By the late 1960s, America’s fresh waters were in crisis. Rivers were catching fire, unsafe E.coli levels were common, and Time Magazine declared Lake Erie dead. Against this backdrop, the Clean Water Act of 1972 was enacted. It has led to improvements in pollution regulation and sewage treatment.

Still, by the EPA’s estimation some 60 percent of our nation’s streams and wetlands lack adequate protection and a third of our drinking water sources are at risk. Some of this stems from language in the Clean Water Act. It aspires to protect the “waters of the United States,” yet it never defines what this phrase means.

Congress clearly intended to clean up navigable waters and their tributaries. But do protections extend to floodplains? Marshes? Drainage ditches? These ‘gray’ cases have resulted in a slow and expensive regulatory process. To clear up ambiguity, the EPA is currently defining the phrase “waters of the United States.”

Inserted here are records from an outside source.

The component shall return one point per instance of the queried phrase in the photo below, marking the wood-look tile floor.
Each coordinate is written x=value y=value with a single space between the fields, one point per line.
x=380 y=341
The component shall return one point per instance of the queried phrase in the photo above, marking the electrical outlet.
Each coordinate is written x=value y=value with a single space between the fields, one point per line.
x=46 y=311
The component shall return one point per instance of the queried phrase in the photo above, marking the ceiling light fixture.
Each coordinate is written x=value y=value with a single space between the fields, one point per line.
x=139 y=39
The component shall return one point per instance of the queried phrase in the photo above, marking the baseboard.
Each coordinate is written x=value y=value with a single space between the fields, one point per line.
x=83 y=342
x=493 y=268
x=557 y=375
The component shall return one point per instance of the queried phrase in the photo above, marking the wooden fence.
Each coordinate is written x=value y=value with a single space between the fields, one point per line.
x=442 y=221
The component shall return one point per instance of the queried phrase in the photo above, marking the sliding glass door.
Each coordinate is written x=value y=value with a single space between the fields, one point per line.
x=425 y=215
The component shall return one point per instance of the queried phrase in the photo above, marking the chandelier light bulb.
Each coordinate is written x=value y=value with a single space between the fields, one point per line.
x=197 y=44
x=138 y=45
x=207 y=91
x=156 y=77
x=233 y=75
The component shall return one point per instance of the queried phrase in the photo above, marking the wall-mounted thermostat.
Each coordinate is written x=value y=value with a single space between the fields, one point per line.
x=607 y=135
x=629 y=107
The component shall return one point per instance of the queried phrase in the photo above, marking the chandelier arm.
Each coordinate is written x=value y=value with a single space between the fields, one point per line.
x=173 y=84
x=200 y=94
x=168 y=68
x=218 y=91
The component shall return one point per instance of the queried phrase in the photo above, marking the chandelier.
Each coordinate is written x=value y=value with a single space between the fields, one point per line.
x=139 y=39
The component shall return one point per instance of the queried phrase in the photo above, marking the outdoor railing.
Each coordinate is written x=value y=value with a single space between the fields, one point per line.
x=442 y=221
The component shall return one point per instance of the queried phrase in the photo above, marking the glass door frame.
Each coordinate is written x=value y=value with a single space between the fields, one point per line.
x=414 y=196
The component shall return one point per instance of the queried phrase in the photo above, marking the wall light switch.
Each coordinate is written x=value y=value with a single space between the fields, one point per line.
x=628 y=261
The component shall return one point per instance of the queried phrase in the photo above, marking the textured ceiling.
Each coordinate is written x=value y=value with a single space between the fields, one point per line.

Cary Institute scientist Dr. Dave Strayer comments: “The EPA's proposed definition looks sensible and supported by science. It clarifies rather than expands the Clean Water Act's jurisdiction. While there has been push-back by agriculture, it’s important to remember that as much as we like farms, no industry in the U.S. uses more water, or causes more widespread water pollution.”